A solar air collector is not just a solar air collector

There is good reason to be critical when considering construction and if you are told that a system has an “extremely high output”

A solar air collector’s technical construction looks simple and can actually be relatively easy to copy. However, there are surprisingly many pitfalls and the risk of construction errors is high.

As a well-established manufacturer, SolarVenti Ltd. welcomes new competitors as long as the competing product is well constructed and will provide a durable and good experience for the user.

Unfortunately, we regularly see manufacturers - both in Denmark and abroad - who develop solutions that are badly thought through and who run misleading marketing campaigns in an industry that is still relatively young.

Both ill-considered solutions and misleading marketing campaigns damage the industry as a whole as both have a negative impact on a customer’s trust. Regardless of the solar air collector you, the customer, end up choosing, there are a few basic things that are worthy of note when you read product descriptions and other sales material.

Advertising rhetoric about extremely high temperature output is misleading

The main benchmark for the evaluation of the efficiency of a solar air collector will always be the number of cubic meters of incoming air per hour at a given temperature. Claims of, e.g., “250 % higher output than similar products” are beyond the realms of current technology and, therefore, technically impossible, but are also an example of misleading marketing.

The fundamental principle behind efficient dehumidification, ventilation and supplementary heating from a solar air collector is that the collector blows large volumes of air into the house at a temperature that is optimal in relation to the volume of air.

The heat from the sun is used, out in the panel on the roof or wall, to adjust the temperature of the air that is blown into the house so that it is close to - and generally above - the indoor temperature of the house.

In this way, the house is supplied with automatic and cost-free dehumidification and ventilation, which usually results in noticeable savings on electricity and heating bills as well as a good indoor climate.

In brief: A well-constructed solar air collector blows large volumes of air, at a temperature adjusted to be as high as possible, into the house when the sun shines. A solar air collector’s output of a given temperature must always be quoted together with the number of cubic meters of incoming air per hour- otherwise the quoted temperature is of no value as product data.

The way in which the solar air collector cools itself down is crucial 

Today, it is standard for the modern solar air collector to have the electricity-producing solar cell built into the actual panel. The solar cell fits discretely into the panel and is well protected against thrown-up pebbles and other types of impact.

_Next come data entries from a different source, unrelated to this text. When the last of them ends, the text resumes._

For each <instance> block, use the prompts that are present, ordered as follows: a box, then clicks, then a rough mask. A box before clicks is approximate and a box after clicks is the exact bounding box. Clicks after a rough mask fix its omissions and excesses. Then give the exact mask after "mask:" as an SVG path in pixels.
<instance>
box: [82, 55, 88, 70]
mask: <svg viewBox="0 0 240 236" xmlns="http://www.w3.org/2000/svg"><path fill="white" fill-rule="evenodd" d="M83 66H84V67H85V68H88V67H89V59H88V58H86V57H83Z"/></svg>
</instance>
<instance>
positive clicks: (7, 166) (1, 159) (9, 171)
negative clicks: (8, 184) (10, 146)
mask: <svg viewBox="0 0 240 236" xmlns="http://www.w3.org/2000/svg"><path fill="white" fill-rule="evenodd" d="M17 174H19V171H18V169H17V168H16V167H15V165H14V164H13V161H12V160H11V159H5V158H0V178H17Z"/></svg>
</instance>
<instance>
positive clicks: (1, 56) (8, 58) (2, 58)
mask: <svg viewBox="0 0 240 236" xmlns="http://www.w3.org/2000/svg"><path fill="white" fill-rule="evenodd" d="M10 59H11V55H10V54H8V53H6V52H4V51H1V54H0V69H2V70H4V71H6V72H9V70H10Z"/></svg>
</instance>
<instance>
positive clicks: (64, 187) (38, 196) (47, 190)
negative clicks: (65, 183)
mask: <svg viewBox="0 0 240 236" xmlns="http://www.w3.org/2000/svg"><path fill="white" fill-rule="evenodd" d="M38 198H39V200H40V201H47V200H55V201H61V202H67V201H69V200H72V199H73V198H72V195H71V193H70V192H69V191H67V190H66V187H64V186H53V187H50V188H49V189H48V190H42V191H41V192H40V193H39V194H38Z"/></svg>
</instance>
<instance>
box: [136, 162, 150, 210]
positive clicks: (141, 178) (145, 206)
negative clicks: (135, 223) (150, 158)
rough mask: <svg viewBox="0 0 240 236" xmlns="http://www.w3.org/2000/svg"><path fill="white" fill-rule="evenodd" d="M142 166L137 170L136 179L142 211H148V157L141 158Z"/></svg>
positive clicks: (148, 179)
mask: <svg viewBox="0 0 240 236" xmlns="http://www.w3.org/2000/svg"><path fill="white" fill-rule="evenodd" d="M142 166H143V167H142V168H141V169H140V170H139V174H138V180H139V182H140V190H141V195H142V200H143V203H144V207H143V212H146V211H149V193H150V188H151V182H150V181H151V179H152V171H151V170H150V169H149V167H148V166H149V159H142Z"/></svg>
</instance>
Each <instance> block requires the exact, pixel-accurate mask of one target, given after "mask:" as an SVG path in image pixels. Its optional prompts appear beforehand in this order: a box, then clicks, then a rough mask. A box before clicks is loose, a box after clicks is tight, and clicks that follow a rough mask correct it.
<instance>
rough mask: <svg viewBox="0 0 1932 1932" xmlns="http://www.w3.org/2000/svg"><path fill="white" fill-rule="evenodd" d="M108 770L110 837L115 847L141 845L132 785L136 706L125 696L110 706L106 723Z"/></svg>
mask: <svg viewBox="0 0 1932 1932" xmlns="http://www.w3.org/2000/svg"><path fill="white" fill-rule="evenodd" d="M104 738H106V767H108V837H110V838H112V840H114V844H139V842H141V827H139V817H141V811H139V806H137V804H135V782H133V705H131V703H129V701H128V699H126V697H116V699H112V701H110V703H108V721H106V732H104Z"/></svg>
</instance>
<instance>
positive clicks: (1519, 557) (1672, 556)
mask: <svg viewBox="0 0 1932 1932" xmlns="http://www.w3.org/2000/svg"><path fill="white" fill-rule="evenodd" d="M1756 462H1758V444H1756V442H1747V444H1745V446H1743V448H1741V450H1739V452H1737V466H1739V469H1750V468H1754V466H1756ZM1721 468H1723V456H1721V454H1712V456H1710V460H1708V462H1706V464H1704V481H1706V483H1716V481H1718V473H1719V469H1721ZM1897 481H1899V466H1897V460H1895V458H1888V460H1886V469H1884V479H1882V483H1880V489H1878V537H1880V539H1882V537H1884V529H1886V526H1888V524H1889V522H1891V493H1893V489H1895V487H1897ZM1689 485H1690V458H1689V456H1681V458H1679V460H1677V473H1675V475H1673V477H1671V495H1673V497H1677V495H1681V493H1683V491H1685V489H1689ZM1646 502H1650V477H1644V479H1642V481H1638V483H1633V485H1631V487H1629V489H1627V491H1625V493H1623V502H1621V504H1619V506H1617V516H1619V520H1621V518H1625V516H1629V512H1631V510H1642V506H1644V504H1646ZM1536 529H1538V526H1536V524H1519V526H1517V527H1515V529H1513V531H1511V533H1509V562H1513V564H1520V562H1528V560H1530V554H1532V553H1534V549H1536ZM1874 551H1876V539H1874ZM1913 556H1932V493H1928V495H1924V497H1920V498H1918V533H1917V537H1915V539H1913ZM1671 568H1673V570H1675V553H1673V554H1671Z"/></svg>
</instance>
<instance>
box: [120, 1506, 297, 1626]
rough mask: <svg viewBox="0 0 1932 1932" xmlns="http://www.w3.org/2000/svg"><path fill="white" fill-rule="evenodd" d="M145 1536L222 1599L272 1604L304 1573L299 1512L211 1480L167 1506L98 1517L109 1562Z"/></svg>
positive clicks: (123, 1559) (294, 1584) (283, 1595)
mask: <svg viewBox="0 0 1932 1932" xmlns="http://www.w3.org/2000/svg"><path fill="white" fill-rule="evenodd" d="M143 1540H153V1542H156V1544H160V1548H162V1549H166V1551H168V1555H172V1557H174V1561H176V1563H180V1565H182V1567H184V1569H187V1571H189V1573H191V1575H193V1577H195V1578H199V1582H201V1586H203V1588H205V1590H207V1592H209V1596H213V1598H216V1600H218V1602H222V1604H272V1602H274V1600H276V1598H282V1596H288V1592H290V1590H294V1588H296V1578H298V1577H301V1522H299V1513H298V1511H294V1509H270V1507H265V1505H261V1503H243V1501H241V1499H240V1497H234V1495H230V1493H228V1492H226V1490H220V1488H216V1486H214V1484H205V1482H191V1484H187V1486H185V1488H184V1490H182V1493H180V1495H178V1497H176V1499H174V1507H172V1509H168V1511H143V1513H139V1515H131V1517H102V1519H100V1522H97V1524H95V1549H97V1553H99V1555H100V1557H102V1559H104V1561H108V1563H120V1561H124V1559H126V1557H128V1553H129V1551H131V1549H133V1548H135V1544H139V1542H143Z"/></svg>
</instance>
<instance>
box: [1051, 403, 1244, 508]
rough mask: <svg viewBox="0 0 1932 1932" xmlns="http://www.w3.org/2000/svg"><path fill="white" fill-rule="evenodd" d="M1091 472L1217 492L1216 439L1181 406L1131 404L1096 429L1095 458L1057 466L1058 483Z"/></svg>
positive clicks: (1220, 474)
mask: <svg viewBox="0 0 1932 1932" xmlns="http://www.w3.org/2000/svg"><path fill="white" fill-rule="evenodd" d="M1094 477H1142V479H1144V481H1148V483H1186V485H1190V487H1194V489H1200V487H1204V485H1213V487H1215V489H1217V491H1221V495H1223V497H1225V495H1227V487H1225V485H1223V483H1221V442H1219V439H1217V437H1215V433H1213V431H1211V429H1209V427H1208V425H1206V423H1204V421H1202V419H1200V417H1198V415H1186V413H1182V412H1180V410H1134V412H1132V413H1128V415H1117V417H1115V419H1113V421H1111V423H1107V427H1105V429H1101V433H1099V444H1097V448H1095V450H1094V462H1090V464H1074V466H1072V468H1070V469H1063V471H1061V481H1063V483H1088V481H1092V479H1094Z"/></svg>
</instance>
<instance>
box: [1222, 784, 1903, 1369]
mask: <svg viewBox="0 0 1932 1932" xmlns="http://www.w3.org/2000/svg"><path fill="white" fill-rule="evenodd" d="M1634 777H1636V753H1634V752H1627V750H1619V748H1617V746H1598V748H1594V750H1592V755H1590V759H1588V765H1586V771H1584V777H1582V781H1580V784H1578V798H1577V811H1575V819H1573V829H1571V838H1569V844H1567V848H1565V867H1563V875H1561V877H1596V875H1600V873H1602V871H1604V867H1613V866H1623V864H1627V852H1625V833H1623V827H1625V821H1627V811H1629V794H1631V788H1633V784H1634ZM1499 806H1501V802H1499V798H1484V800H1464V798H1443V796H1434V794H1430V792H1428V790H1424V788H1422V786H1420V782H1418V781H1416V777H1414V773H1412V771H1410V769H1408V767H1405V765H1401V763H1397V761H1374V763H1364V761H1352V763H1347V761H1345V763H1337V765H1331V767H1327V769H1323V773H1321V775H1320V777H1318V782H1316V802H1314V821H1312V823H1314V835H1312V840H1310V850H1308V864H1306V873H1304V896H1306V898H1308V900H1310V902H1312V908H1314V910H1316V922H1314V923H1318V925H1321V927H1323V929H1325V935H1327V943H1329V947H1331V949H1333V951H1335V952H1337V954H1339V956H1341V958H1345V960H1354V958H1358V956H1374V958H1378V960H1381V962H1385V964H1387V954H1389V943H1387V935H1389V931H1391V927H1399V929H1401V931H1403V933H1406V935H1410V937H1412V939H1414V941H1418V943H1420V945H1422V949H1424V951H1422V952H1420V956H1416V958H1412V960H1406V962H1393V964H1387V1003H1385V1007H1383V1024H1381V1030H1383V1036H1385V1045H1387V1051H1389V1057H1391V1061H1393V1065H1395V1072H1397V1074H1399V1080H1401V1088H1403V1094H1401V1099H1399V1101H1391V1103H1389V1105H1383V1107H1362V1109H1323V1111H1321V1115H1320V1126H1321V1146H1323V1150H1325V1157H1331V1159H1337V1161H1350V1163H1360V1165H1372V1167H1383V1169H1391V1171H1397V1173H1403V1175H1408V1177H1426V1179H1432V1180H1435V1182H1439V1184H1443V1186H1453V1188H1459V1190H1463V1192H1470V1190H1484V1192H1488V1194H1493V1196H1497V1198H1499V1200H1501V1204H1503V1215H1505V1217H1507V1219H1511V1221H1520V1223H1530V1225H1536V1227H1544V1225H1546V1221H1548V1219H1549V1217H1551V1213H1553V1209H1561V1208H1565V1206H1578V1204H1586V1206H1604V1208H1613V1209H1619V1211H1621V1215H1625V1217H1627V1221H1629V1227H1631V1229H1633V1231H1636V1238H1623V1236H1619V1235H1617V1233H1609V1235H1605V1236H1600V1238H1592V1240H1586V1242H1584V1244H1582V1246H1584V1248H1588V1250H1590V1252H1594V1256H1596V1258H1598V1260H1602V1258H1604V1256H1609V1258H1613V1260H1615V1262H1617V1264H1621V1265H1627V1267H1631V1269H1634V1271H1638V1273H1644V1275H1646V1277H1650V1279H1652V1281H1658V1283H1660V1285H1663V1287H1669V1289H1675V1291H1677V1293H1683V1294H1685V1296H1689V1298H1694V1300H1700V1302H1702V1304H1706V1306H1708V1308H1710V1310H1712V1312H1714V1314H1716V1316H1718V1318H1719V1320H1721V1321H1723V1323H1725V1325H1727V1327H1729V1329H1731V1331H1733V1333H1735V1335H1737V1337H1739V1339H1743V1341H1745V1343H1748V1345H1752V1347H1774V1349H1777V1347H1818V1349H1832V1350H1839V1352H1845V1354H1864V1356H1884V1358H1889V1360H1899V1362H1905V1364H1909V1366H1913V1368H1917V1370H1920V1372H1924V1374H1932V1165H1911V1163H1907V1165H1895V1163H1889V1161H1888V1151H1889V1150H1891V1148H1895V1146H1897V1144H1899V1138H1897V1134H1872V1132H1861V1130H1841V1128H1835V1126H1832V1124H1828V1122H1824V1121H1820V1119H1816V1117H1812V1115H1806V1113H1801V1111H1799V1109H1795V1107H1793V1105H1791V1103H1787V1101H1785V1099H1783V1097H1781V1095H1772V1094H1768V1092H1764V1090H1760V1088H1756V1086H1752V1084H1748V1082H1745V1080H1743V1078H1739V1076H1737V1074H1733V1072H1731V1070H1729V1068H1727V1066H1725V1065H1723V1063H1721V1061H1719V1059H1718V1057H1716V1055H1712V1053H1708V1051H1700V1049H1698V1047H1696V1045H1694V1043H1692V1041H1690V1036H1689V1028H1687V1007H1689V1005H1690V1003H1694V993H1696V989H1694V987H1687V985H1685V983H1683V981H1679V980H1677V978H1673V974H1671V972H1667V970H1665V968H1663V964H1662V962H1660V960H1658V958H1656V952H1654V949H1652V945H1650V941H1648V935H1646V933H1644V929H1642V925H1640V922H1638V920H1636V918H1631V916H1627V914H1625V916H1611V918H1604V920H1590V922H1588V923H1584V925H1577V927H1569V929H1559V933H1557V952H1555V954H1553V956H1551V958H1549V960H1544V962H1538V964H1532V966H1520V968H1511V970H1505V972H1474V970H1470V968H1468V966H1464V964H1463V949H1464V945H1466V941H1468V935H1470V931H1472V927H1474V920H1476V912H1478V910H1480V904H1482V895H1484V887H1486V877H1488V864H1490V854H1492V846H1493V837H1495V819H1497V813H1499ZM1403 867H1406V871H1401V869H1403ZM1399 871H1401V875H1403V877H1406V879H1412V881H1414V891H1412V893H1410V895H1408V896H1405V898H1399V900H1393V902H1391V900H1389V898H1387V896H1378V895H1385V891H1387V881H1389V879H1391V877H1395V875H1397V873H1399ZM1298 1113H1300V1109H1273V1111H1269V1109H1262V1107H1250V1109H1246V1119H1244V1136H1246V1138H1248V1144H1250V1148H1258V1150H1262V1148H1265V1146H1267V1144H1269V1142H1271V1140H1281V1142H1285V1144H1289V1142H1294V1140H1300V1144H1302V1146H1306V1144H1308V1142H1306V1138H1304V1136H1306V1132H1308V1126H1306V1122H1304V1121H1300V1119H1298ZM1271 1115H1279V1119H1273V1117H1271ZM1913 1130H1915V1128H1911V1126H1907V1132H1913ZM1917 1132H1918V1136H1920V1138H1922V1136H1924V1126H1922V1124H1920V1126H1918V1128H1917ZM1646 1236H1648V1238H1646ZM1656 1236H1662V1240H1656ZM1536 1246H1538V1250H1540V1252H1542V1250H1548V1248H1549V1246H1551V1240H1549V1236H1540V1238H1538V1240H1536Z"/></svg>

And the solar cell relinquishes its own heat to the solar air collector panel and, thus, into the house rather than into the air outside, for the benefit for the birds.

The protected position of the solar cell within the panel imposes demands on the “self-cooling” properties of the system. Temperatures of up to 140 degrees Celsius can be reached inside the panel when the system is switched off and the fan is not running. Neither the solar cell nor the fan can cope with temperatures of this magnitude. Therefore, it is essential that the solar air collector is able to cool itself when it is switched off - i.e. when the fan is not working.

Self-cooling of the solar air collector by means of an extra fan which blows air from inside the house through the solar panel when the system is switched off is not a good solution - for several reasons. Firstly, and most importantly, used air from inside the house that is blown out through the panel will always result in deposits of organic material inside the panel in the long term.

This means that either the customer himself or a service technician will have to remove, dismantle and clean the whole panel on the inside at some point: a large and time-consuming job, regardless of whether it needs to be done after six months or after three years.

Another reason why the extra fan inside the solar air collector panel is a bad solution is that there will always be noise from the system when the sun shines - and it is not possible to switch the noise off!

A third reason is that the solar cell in a panel with a separate cooling fan will overheat and be destroyed if, by unfortunate coincidence, the extra fan/solar cell/cable or regulator does not work for some reason or other.

Briefly: A solar air collector’s self-cooling system must work in all situations - without being heard. And it is never a good idea to blow used air from the house through a solar air collector panel. A solar air collector panel must be clean on the inside and remain so.